The first step is to find a buyer for the investment or business property you want to sell. When a buyer makes a suitable purchase offer, be sure the sales proceeds will be held by a qualified third-party intermediary beyond your constructive receipt. If you receive the sales cash, or have the right to do so, that ruins your tax-deferred exchange. Leaving the sales proceeds in escrow means you have a right to receive the cash so the sale is disqualified as a Starker tax-deferred exchange.

The second step, when the sale of your old investment or business property closes, is to be sure the sales proceeds go directly to a qualified third-party intermediary, such as a bank trust department that specializes in Starker tax-deferred exchanges, or to the exchange subsidiary, which most large title companies now can provide.

There are also independent exchange facilitator companies. If you select one of these independents, be sure your funds are well protected. Some of these small companies have gone bankrupt, causing loss of tax-deferred exchanges for their clients (see In re Sale Guaranty Corp., 220 B.R. 600, for a classic example what can go wrong for exchangers when the third-party intermediary accommodator goes broke).

The third step is to use the cash from your property sale, being held beyond your constructive receipt by the qualified third-party intermediary or accommodator, to purchase the suitable replacement property to complete the tax-deferred exchange.

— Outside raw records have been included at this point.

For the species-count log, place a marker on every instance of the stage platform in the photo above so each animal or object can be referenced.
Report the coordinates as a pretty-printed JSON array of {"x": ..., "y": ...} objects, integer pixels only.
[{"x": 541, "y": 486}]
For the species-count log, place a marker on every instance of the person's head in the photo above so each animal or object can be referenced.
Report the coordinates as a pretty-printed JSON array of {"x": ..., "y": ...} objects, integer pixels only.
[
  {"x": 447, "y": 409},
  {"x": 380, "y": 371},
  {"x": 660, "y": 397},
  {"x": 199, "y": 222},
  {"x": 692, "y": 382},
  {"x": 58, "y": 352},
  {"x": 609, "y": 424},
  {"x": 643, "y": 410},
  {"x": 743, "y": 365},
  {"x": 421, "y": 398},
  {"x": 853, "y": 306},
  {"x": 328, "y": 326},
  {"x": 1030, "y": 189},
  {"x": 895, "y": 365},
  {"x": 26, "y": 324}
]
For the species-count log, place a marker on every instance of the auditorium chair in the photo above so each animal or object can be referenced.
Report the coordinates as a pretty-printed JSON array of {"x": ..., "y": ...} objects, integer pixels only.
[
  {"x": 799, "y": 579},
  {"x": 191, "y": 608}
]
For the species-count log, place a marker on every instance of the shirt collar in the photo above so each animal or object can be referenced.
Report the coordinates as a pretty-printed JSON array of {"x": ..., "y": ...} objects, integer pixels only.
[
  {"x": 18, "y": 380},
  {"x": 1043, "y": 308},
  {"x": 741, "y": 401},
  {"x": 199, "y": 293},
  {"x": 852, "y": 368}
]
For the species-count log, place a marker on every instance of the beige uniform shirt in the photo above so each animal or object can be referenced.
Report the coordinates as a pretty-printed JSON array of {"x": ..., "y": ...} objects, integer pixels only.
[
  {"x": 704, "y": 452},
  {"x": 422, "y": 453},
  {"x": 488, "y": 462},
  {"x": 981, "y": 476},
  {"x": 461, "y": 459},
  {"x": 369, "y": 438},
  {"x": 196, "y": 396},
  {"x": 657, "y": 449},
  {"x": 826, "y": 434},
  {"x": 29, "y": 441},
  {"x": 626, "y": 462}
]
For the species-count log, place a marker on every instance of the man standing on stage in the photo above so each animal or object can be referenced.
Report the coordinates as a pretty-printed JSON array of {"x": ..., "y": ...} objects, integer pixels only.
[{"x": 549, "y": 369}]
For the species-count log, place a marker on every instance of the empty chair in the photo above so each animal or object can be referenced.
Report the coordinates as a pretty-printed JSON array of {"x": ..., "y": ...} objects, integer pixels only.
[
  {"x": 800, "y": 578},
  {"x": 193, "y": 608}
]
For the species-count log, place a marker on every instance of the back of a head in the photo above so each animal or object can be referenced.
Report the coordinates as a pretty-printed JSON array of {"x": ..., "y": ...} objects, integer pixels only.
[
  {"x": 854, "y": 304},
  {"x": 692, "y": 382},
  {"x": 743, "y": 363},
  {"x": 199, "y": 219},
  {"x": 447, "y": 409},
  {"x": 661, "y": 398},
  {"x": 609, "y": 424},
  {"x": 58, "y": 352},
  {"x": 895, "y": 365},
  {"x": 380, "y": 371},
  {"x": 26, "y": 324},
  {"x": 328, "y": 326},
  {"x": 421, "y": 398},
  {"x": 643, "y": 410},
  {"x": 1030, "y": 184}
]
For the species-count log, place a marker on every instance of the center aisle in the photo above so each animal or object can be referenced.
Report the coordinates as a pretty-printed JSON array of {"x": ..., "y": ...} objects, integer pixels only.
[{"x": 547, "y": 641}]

There are several very important rules for designating this replacement property:

1. The replacement property must be designated in writing to the exchange accommodator intermediary within 45 days after the sale of your old property closes;

2. Not more than three possible properties can be designated (however, you can withdraw one possible property from your list and substitute another property during the 45 days);

3. As an alternative, you can designate more than three properties if their total fair market value does not exceed 200 percent of the fair market value of the relinquished property;

4. IRC Regulation 1.1031(k-1(e)) allows designating within the 45 days a replacement property that includes a contract to construct, build, install, manufacture, develop or improve property to be acquired. However, a property already owned by the exchanger cannot qualify under this regulation.

Within 180 days following the sale of the old property held for investment or business use, the acquisition must be completed. No time extension is allowed by the tax statute or regulations.

To avoid being under extreme time pressure to meet the 45-day and 180-day deadlines, one method is to delay the closing date for the sale of your old investment or business property. A second method is to rent the old property to the prospective buyer on a lease-option to be exercised on a date to be designated by the seller after a suitable replacement property is under purchase contract.